Mais à ce jeu-là, les toubibs-poulagas de la Sécu ont du chemin à faire pour égaler le zèle de leurs collègues du privé. Car il existe aussi une caste de médecins stipendiés par des boîtes privées pour contrôler les salariés en arrêt de travail à la demande de leur patron. Qui sait que depuis 1978, les employeurs peuvent faire appel à des médecins du privé pour contrôler leurs employés et, en cas d’arrêt dit injustifié,ne plus verser l’indemnisation complémentaire à celle de l’assurance maladie [3] ? Que des boîtes comme Mediverif, Medica Europe et autre Contrôle Médical Service, spécialisées dans la lutte contre l’absentéisme, voient leur chiffre d’affaires exploser ? On s’interroge sur la probité de tels médecins-contrôleurs quand on voit qu’une boîte comme Synéance, spécialisée dans la contre-visite médicale, fait sa pub en brandissant le chiffre de 45 % d’arrêts jugés abusifs par ses médecins agréés, telle autre comme Medica Europe poussant la surenchère jusqu’à 54% ! Pas difficile de deviner que de tels mercenaires auront plus à cœur de servir les intérêts de leur boîte que le poussiéreux serment d’un certain Hippocrate.

Mais le pire est à venir. Le projet de loi de financement de la Sécu prévoit que les contrôles effectués à la demande de l’employeur puissent faire sauter la totalité des indemnités journalières et non plus seulement la part patronale ! Vous avez bien compris : une prestation sociale versée par un service public dépendra bientôt d’un contrôle médical privé. Quand on sait que le droit aux indemnités journalières a été créé par les ordonnances de 1945, on ne peut que repenser au laïus de Denis Kessler, du Medef, sur l’indispensable mise à sac du programme du Conseil national de la Résistance.

Alors ? Faut-il se fourrer la tête dans le sable et s’enduire la rondelle de vaseline ? Une autre issue est possible. La preuve : un sondage Monster, selon lequel,en matière d’arrêts de travail, le salarié français est loin d’être leader puisqu’un sur quatre a posé un arrêt maladie en 2007 alors que la moyenne européenne est d’un sur trois. Mieux : l’enquête met en évidence que plus le salarié bénéficie de congés payés moins il a recours aux arrêts maladie. Alors, au lieu de marcher à reculons,après les 35 heures,exigeons les 35 semaines de congés payés, il y va de la santé publique ! Ça en laisse encore 19 à perdre au chagrin, mais au moins ça va dans le sens du bon sens.
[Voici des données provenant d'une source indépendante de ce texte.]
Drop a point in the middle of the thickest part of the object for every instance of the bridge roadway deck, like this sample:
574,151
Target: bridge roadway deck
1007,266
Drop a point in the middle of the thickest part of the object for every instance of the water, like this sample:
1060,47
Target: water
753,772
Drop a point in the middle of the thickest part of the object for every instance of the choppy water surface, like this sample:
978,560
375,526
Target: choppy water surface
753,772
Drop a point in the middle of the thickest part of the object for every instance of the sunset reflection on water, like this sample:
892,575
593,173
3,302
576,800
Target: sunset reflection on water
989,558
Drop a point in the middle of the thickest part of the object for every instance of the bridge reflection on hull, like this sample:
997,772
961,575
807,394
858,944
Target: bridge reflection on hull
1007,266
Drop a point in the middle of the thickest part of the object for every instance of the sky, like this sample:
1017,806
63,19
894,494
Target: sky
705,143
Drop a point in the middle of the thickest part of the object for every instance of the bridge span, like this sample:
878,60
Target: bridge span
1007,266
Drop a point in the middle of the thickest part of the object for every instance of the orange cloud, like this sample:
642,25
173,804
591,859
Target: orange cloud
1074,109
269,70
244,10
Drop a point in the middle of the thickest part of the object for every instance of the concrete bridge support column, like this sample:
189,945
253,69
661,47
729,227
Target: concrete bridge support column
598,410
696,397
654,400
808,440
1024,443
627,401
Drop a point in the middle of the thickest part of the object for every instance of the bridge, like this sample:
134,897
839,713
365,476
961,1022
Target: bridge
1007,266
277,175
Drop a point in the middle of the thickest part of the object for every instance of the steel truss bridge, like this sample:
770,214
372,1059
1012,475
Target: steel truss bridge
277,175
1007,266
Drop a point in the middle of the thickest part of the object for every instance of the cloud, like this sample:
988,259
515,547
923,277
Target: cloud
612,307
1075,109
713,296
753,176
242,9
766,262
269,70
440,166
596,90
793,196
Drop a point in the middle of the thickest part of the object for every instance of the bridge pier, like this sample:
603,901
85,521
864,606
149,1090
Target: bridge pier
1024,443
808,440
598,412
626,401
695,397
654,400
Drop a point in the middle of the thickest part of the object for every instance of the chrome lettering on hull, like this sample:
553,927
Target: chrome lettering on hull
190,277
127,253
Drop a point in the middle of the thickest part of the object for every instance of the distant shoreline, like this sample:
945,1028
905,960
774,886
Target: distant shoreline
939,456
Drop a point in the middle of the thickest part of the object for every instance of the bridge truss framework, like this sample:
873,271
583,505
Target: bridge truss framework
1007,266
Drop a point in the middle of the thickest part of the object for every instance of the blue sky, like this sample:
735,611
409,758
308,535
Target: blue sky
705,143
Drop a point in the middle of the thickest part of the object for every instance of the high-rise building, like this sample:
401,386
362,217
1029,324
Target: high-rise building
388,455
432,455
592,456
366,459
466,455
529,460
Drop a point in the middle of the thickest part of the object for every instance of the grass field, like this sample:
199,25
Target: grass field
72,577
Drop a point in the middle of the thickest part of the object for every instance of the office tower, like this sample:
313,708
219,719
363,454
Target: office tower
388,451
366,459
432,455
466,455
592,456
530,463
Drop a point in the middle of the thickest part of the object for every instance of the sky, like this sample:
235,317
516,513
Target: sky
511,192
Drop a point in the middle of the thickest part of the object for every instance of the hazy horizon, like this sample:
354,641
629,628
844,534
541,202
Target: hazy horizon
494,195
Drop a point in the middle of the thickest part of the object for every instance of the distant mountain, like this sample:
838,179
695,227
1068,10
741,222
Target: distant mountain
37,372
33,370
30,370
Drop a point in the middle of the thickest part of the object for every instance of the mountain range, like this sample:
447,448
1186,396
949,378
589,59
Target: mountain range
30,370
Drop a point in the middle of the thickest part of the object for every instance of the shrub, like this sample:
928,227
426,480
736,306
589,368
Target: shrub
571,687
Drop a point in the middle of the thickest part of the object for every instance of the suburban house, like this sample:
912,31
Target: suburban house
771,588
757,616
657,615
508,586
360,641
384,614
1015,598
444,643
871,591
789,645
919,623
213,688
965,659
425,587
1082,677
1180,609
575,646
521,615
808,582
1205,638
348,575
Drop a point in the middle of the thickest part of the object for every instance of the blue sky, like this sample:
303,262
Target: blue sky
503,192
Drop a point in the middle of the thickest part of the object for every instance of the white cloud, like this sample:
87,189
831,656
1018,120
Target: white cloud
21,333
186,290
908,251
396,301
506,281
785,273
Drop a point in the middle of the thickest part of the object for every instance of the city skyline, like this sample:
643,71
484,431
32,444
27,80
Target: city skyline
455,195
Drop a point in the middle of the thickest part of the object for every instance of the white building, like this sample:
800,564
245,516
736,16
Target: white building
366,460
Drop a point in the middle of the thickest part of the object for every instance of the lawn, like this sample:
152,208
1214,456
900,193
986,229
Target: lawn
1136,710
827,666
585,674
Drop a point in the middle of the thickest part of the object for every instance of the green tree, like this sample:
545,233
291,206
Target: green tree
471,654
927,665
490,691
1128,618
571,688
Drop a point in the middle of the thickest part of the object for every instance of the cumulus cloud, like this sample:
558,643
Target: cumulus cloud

Article publié dans CQFD n° 53, février 2008.


[1] En comparaison, le fameux trou de la Sécu est évalué à 12,7 milliards d’euros.

[2] Pour un décodage édifiant de la dernière réforme de la Sécu, lire absolument Les Fossoyeurs de C. Lehmann, éd.Privé.

[3] Dès lors que le salarié a plus de trois ans d’ancienneté, sauf convention collective plus favorable, l’employeur est tenu de verser un complément à l’indemnisation servie par la Sécu.